Data Batching Example in TensorFlow


In [1]:
%matplotlib inline
import matplotlib.pyplot as plt
plt.style.use('ggplot')

import pandas as pd 
import numpy as np
import seaborn as sns

In [2]:
iris_df = sns.load_dataset('iris')
iris_df.head()


Out[2]:
sepal_length sepal_width petal_length petal_width species
0 5.1 3.5 1.4 0.2 setosa
1 4.9 3.0 1.4 0.2 setosa
2 4.7 3.2 1.3 0.2 setosa
3 4.6 3.1 1.5 0.2 setosa
4 5.0 3.6 1.4 0.2 setosa

In [3]:
labels = pd.Categorical(iris_df.species).codes.astype(np.int32)

In [4]:
data = iris_df.drop('species', axis=1).values

In [7]:
import tensorflow as tf
from tqdm import tqdm


250it [00:20,  4.06it/s]

In [6]:
tf.reset_default_graph()

n_epochs = 50
batch_size = 30

dataset = tf.data.Dataset.from_tensor_slices((data, labels))
dataset = dataset.shuffle(buffer_size=128).repeat(n_epochs).batch(batch_size)
data_iter = dataset.make_one_shot_iterator()
x_in, y_in = data_iter.get_next()

one_hot = tf.one_hot(y_in, depth=3)

net = tf.layers.dense(
    inputs=x_in,
    units=3,
    activation=None,   
    name='dense_1'    
)

predictions = tf.argmax(net, axis=1)
true_label_idx = tf.argmax(one_hot, axis=1)

train_accuracy = tf.reduce_mean(
    tf.cast(
        tf.equal(predictions, true_label_idx), 
        dtype=tf.float32
    )
)
                                
loss = tf.reduce_mean(tf.nn.softmax_cross_entropy_with_logits_v2(labels=one_hot, logits=net, name='loss'))
train_op = tf.train.GradientDescentOptimizer(learning_rate=0.05).minimize(loss)

losses = []
accuracies = []

pbar = tqdm(total=n_epochs)

with tf.Session() as session:
    session.run(tf.global_variables_initializer())
    
    idx = 0
    
    while True:
        try:
            _, loss_val, acc = session.run([train_op, loss, train_accuracy])
            
            losses.append(loss_val)
            accuracies.append(acc)
            idx += 1            
            if idx % 50 == 0:
                print("Processed {} batches".format(idx)) 
            
            pbar.update(1)
            
        except tf.errors.OutOfRangeError:
            break
    
losses = pd.Series(losses)
accuracies = pd.Series(accuracies)

_, ax = plt.subplots(1, 2, figsize=(12, 4))

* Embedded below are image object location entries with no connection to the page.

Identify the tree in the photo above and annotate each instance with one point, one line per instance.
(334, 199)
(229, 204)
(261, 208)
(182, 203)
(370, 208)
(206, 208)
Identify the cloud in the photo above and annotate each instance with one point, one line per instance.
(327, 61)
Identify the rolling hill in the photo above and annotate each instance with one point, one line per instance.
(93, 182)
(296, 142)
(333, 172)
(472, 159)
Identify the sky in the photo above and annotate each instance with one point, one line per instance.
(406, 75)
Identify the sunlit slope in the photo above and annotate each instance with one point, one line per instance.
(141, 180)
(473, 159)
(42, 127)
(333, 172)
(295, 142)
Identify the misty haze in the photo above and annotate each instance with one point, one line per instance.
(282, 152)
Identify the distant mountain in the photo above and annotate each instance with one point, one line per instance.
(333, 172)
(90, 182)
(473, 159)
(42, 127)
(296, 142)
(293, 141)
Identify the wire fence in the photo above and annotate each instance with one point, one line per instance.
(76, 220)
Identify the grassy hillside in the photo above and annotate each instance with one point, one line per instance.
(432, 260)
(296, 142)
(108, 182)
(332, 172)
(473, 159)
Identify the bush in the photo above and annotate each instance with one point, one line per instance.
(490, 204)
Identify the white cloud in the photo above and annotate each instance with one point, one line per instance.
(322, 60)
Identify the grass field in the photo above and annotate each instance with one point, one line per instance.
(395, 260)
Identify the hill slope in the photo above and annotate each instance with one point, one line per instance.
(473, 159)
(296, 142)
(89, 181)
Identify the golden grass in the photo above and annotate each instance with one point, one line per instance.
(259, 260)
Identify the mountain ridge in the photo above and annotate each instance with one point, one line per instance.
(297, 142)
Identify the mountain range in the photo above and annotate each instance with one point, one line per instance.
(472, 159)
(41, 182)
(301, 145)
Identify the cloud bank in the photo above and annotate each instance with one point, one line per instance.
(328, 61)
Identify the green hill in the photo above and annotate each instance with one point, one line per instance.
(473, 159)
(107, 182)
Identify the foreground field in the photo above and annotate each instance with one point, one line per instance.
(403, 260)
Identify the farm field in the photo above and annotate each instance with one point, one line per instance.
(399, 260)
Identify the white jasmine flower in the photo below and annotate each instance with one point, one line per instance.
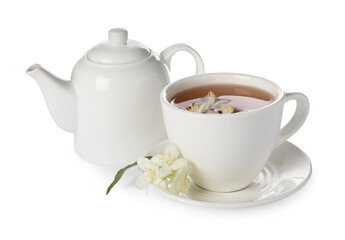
(208, 104)
(150, 174)
(181, 181)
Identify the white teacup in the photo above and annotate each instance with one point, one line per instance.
(229, 150)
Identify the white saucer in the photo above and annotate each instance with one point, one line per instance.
(287, 171)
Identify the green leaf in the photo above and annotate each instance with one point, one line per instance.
(121, 172)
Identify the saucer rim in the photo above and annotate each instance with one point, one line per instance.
(244, 204)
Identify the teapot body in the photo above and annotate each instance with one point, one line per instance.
(112, 102)
(118, 109)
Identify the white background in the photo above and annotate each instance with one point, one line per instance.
(48, 192)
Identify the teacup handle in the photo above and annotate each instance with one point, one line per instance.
(297, 120)
(170, 51)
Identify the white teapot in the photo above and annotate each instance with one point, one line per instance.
(112, 102)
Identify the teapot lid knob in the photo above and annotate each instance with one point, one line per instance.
(118, 36)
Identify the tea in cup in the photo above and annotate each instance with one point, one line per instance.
(227, 125)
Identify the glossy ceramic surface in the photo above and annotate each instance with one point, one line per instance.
(112, 102)
(229, 150)
(287, 170)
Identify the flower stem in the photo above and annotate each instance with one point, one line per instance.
(120, 173)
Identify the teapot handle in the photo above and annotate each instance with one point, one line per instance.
(170, 51)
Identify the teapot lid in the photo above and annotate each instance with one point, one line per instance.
(118, 49)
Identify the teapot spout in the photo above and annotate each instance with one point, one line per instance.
(59, 95)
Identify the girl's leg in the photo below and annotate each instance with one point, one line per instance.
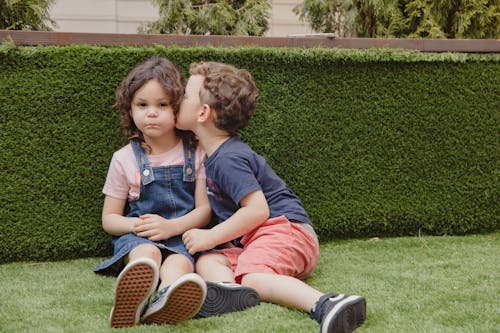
(174, 266)
(180, 295)
(215, 267)
(144, 251)
(134, 285)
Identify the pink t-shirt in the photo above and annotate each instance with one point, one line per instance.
(123, 180)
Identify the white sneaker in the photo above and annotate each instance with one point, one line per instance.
(178, 302)
(134, 285)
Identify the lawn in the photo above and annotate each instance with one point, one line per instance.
(412, 284)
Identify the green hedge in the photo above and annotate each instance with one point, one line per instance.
(375, 142)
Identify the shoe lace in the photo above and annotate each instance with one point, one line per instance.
(319, 309)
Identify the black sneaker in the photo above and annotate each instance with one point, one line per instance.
(339, 313)
(224, 297)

ax_0 = losses.rolling(10).mean().plot(title='Training Loss', ax=ax[0])
ax_1 = accuracies.rolling(10).mean().plot(title='Training Accuracy', ax=ax[1])


  2%|▊                                          | 1/50 [00:00<00:24,  1.99it/s]
Processed 50 batches
Processed 100 batches
100it [00:00,  2.85it/s]                                                       
Processed 150 batches
183it [00:00,  4.06it/s]
Processed 200 batches
Processed 250 batches

In [ ]: